And the Google ads at the bottom of this one...
Ha, 4 out of 5:
Pretty Women from Russia
Date Sexy Russian Women
Ukrainian Women
Beautiful Russian Ladies
The 5 one, lonely IT angle of the ad world, was:
Domain name value
Russia yesterday acquired the Cyrillic top-level domain .рф, as reps from the Internet Corporation for Assigned Names and Numbers (ICANN) handed over the corresponding administration certificate at an internet forum in Moscow. This went down extremely well with Dmitry Medvedev, according to Pravda. The president told the " …
...the problem is, while I'm all for countries with non-Latin having TLDs in their own language (I'm surprised the Chinese weren't first here), the problem with this politician's statement is how will they become an IT superpower when much of the rest of the world will not have a clue how to access these domains?
I'm using a British eeePC 901. I have four options:
1. Follow a link somebody has already created.
2. Cut'n'paste it
3. Play around with Character Map to find the relevant squiggles - may be feasible with Russian and Greek, but try it with Kanji/Chinese where there's at least a thousand things that look alike.
4. Give up.
Instead of relying on Google for a translation you could just try pasting президент.рф into your browser's URL field and see that it's in fact the correct name of the domain.
1. It's a voiced s, "з", not a voiceless s, "с". Google gives you the anglo-saxon phonetic equivalent, "prezident", while the Reg article gives the translation of the word, "president".
2. Never rely on automatic translation unless you have a clue about the original language as well as the target language.

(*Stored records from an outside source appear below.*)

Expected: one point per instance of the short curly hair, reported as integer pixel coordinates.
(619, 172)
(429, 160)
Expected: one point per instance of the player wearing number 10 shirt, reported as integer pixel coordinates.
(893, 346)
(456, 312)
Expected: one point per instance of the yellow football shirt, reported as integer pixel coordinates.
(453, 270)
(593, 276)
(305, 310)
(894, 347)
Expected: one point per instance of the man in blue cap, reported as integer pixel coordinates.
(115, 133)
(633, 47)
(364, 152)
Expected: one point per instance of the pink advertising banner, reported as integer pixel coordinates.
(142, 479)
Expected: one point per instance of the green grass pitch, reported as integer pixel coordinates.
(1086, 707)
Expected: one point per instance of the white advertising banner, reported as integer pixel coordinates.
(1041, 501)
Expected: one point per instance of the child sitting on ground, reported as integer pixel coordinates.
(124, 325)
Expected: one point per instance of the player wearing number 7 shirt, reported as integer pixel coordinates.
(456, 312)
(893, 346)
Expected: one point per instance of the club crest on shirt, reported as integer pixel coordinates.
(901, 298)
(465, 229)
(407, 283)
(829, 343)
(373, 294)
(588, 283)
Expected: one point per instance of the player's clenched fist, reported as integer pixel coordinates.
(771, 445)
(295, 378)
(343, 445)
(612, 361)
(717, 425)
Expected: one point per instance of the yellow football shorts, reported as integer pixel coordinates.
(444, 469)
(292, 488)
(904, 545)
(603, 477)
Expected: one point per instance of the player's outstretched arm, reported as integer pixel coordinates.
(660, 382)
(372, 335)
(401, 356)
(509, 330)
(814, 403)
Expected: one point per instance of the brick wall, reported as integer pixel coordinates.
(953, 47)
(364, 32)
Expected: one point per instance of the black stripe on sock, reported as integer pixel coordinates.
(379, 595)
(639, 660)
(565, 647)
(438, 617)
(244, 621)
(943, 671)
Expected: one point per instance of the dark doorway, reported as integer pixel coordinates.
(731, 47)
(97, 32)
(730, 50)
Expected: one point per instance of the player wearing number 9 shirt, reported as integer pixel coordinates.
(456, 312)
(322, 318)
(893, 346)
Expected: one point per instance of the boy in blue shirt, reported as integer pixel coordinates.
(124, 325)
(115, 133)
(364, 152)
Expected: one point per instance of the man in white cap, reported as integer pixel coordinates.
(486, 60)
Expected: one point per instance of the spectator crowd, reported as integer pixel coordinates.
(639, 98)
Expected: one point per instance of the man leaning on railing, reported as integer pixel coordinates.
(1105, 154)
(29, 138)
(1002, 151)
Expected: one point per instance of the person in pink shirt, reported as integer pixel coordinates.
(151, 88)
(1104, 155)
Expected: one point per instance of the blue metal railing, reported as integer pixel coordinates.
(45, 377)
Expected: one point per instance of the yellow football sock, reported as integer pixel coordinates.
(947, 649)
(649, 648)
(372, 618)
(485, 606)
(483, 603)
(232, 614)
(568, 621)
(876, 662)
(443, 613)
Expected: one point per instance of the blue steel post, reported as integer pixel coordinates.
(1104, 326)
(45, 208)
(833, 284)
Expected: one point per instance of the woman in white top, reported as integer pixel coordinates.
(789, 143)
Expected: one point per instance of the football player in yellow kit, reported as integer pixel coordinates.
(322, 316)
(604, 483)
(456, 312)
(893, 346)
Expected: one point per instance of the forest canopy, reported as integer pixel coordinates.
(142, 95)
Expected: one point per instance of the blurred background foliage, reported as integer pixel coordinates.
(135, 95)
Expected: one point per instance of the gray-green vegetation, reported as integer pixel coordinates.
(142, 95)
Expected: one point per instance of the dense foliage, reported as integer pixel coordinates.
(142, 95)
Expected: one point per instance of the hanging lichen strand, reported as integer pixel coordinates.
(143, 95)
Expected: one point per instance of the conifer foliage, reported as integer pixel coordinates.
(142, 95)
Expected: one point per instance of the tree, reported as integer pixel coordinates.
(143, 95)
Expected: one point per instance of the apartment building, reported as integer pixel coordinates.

If you want to go to hsbc.co.uk, adopt the following technique:
Place cursor in cleared address bar, press keys on your keyboard labelled
H, S, B, C, ., C, O,.,U, and K, in that order, successively. Now press the bigger one on the right, often labelled with a left-pointing arrow, and known as the return key for obscure historical reasons which are unlikely to become clear again any time soon.
Log in with confidence.
президент.рф is all very well, but are new versions of browsers going to take aliases for protocol names, so you don't have to write a mixed-script http://президент.рф/ but can write хттп://президент.рф/ (or even translate "HyperText Transport Protocol" into Russian (Google Translate says "Гипертекстовый транспортный протокол" / Gipertekstoviy Transportniy Protokol) and take the inititals of that)?
And if you start typing in Mongol Bichig, does the URL bar re-orient itself for vertical scripts? Enquiring minds want to know.
Nah. Adobe's people will blog about Russia deliberately b0rking the web to fuck it up for everyone else. This'll be immediately followed by Adobe's department of cockup limitation taking full-page ads everywhere saying how they loooooove Cyrillic so much that they want to have its babies and offering a free blowjob with every copy of CS5 sold^H^H^H^Hpirated in Russia.